This is news from CNN. Why did the speaker preferred to use would instead of simple past of verb stand up, stood up. Is there any specific reason ? Would the meaning of the sentence change if I said " stood up".

While reloading his handgun, the man ordered the students to stand up and asked whether they were Christians, Boylan told her family.

"And they would stand up, and he said, 'Good, you're going to see God in just about one second,' " Stacy Boylan told CNN, relaying his daughter's account. "And then he shot and killed them."

2 Answers 2


A fuller account is

“[He started] asking people one by one what their religion was. ‘Are you a Christian?’ he would ask them, and if you’re a Christian stand up. And they would stand up and he said, ‘Good, because you’re a Christian, you are going to see God in just about one second.’ And then he shot and killed them,” Stacy Boylen, whose daughter was wounded at Umpqua Community College in Roseburg, Ore., told CNN...

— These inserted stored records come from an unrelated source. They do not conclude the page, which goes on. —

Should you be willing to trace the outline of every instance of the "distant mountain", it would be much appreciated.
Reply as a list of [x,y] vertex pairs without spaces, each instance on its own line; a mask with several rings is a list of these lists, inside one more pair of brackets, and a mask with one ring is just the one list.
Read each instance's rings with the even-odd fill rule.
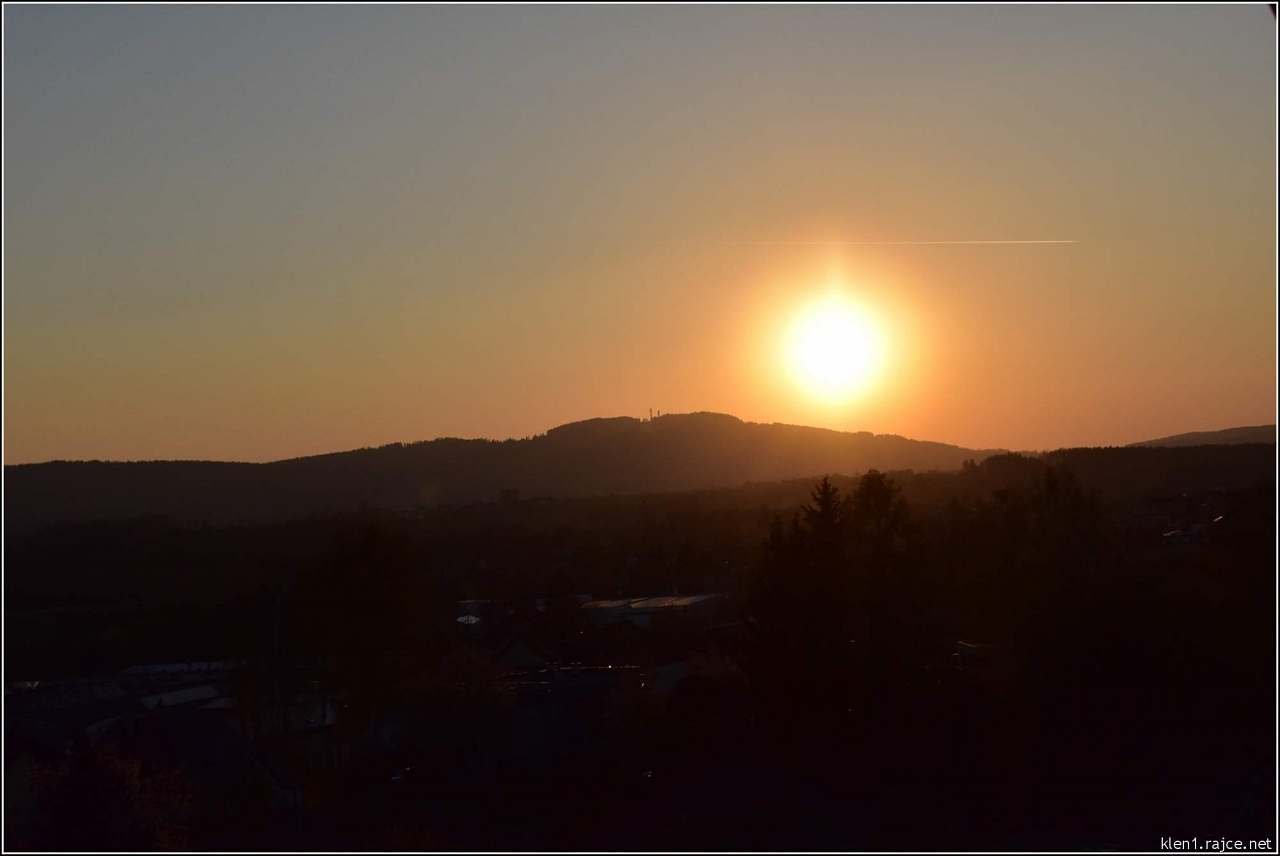
[[1130,443],[1130,446],[1237,446],[1243,443],[1276,442],[1276,426],[1252,425],[1246,428],[1224,428],[1221,431],[1192,431],[1156,440]]
[[[5,520],[168,516],[225,523],[360,507],[736,486],[823,473],[953,470],[1000,450],[718,413],[589,419],[526,440],[439,439],[267,464],[54,461],[5,467]],[[508,494],[513,495],[513,494]]]

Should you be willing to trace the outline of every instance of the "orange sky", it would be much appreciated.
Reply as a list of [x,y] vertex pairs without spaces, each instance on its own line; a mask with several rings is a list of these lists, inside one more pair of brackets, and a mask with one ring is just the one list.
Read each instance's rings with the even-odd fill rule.
[[[4,14],[6,463],[1274,421],[1261,6]],[[833,276],[842,405],[779,347]]]

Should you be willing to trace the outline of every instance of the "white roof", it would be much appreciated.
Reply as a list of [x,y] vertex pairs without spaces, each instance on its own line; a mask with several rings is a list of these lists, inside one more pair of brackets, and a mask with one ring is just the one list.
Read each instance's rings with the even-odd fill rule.
[[582,605],[583,609],[622,609],[631,603],[629,599],[622,600],[590,600]]
[[186,704],[192,701],[211,701],[218,698],[219,695],[220,693],[216,689],[206,685],[143,696],[142,703],[147,707],[155,707],[157,704],[171,707],[175,704]]
[[148,663],[130,666],[123,675],[167,675],[188,672],[224,672],[235,668],[234,660],[193,660],[186,663]]
[[631,601],[632,609],[680,609],[720,597],[718,594],[669,595],[644,597]]

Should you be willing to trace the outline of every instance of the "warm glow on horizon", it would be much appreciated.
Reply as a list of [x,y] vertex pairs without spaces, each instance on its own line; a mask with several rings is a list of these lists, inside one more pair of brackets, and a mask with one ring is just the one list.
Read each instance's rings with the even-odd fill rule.
[[1276,419],[1266,9],[4,16],[6,464]]
[[844,404],[867,392],[880,375],[884,354],[876,321],[838,293],[804,305],[784,345],[794,382],[825,404]]

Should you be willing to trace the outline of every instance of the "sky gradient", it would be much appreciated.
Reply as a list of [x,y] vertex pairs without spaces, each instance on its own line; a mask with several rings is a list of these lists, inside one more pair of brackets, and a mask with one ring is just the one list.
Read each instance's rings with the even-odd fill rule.
[[[6,463],[651,407],[1012,449],[1274,421],[1262,5],[4,24]],[[1033,239],[1076,243],[898,243]],[[889,342],[839,406],[779,354],[833,281]]]

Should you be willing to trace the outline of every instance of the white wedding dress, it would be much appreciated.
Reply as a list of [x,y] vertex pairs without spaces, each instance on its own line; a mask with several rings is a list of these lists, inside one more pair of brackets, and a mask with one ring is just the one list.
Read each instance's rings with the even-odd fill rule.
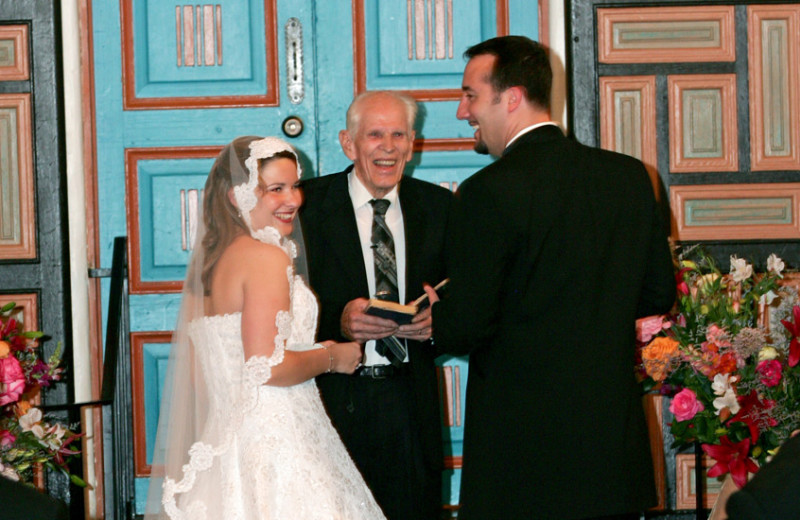
[[241,313],[189,325],[210,413],[183,479],[164,481],[162,503],[170,518],[384,518],[331,425],[314,380],[290,387],[263,384],[284,349],[319,348],[316,299],[291,268],[288,276],[291,311],[277,316],[270,358],[245,362]]

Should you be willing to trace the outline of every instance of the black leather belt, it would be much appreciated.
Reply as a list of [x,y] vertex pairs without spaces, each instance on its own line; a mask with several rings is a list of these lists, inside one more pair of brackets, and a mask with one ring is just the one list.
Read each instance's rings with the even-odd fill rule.
[[399,367],[394,365],[371,365],[364,366],[355,371],[355,375],[370,377],[372,379],[386,379],[387,377],[397,377],[411,372],[408,363],[403,363]]

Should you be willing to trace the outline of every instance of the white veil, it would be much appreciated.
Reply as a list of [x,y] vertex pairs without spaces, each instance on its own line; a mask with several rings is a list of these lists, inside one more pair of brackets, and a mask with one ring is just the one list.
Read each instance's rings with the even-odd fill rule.
[[[161,504],[162,484],[165,478],[177,482],[182,480],[184,467],[190,460],[189,451],[197,451],[197,446],[193,445],[200,438],[209,413],[210,389],[189,333],[189,324],[205,315],[204,297],[207,294],[204,281],[208,273],[204,271],[210,271],[206,265],[207,257],[221,255],[232,238],[241,233],[256,236],[275,231],[273,228],[251,229],[250,211],[257,202],[259,160],[280,152],[294,155],[299,178],[300,162],[291,146],[274,137],[247,136],[239,137],[223,148],[206,181],[196,240],[183,285],[178,322],[162,388],[158,433],[145,507],[146,520],[167,518]],[[231,189],[236,205],[231,203],[228,196]],[[294,224],[292,237],[302,245],[299,219]],[[283,245],[287,252],[296,253],[291,240],[284,240]],[[304,257],[296,258],[295,265],[298,261],[301,264],[298,270],[306,272]],[[211,447],[224,449],[222,444],[224,438],[220,437],[216,442],[211,442]]]

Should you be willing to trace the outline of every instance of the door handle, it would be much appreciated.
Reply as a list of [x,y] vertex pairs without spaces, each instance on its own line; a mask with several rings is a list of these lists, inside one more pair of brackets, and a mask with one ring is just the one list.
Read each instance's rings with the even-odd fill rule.
[[305,97],[303,86],[303,25],[297,18],[289,18],[284,27],[286,34],[286,90],[289,101],[297,105]]

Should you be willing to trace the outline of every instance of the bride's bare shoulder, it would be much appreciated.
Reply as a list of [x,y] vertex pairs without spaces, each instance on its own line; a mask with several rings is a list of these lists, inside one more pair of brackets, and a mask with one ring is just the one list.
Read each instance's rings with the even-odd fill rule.
[[279,246],[266,244],[246,235],[236,237],[222,256],[221,260],[241,267],[256,264],[260,269],[285,269],[290,263],[286,252]]

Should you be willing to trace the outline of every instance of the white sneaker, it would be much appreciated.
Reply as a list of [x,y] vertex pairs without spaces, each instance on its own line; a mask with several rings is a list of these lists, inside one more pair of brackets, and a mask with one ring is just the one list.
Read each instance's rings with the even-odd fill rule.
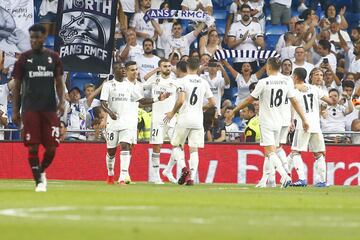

See the text and video on this site

So the would describes repeated action.


This serves as a literary device putting readers in a specific space and time as if the readers have gone back in time to experience the moment.

For example,

"When John was young, he would stare at the tree every morning."

Our perspective go back in time to when John was young, and see things at the writer's angle, that "stare at the tree" used to repeat every morning in the past.

However this usage is usual when "would" indicates a repeat of actions. If in the news above, students stood up, got asked and killed one after one, the sentence is fine. If not, the "would" is weird and "stood up" should be adopted.